At the Fed’s June meeting, Mr. Powell as well as his allies pressed Mr. Bernanke to reinforce the message.

“the idea will be very important to leave the markets feeling much more certain about the Committee’s intentions,” Mr. Powell said, according to the transcripts. “the idea’s important which the Committee, by which I definitely mean the Chairman, assert strong leadership to the markets on This kind of issue at This kind of time.”

Mr. Powell acknowledged which the Fed was facing a challenge in explaining its plans. Economic growth had repeatedly fallen short of the Fed’s expectations as well as millions of Americans remained out of work. Mr. Bernanke would certainly need to explain why the Fed thought the economy needed less help.
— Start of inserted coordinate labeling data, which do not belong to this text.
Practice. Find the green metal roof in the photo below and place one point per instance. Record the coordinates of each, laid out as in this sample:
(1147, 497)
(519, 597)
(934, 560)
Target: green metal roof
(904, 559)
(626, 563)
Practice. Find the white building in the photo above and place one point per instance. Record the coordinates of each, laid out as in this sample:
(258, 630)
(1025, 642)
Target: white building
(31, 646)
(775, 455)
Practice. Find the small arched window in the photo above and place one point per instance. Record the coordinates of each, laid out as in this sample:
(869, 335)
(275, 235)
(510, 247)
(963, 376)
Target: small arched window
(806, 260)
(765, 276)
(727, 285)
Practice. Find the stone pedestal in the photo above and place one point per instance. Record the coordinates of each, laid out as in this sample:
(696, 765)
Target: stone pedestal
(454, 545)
yet he expressed confidence in Mr. Bernanke. “Much rests on the shoulders of the Great Communicator,” he said, referring to the chairman. Then he compared Mr. Bernanke to LeBron James.

Mr. Bernanke flubbed his lines at the post-meeting news conference, leaving investors confused about the Fed’s intentions. Asset prices reacted as if the Fed was significantly reducing its stimulus plans. The yield on the benchmark 10-year Treasury rose by more than a percentage point over the summer.

The Fed finally announced the idea would certainly begin to taper its bond purchases in December 2013.

The market’s reaction convinced Fed officials, including Mr. Powell, which the Fed should handle its balance sheet differently via its benchmark interest rate. When the Fed began to reduce its bond holdings in 2017, the idea published a detailed timetable for those reductions, as well as the idea has stayed on schedule.

The taper tantrum, Mr. Powell said in Atlanta, is actually “one of the reasons why the balance sheet is actually supposed to be from the background, gradual as well as predictable, paint drying, as opposed to an active tool.”

yet investors increasingly are divided on the wisdom of which approach. Some see little evidence the Fed’s plodding approach is actually disrupting financial markets. Others say the Fed, despite moving slowly as well as predictably, is actually still producing waves.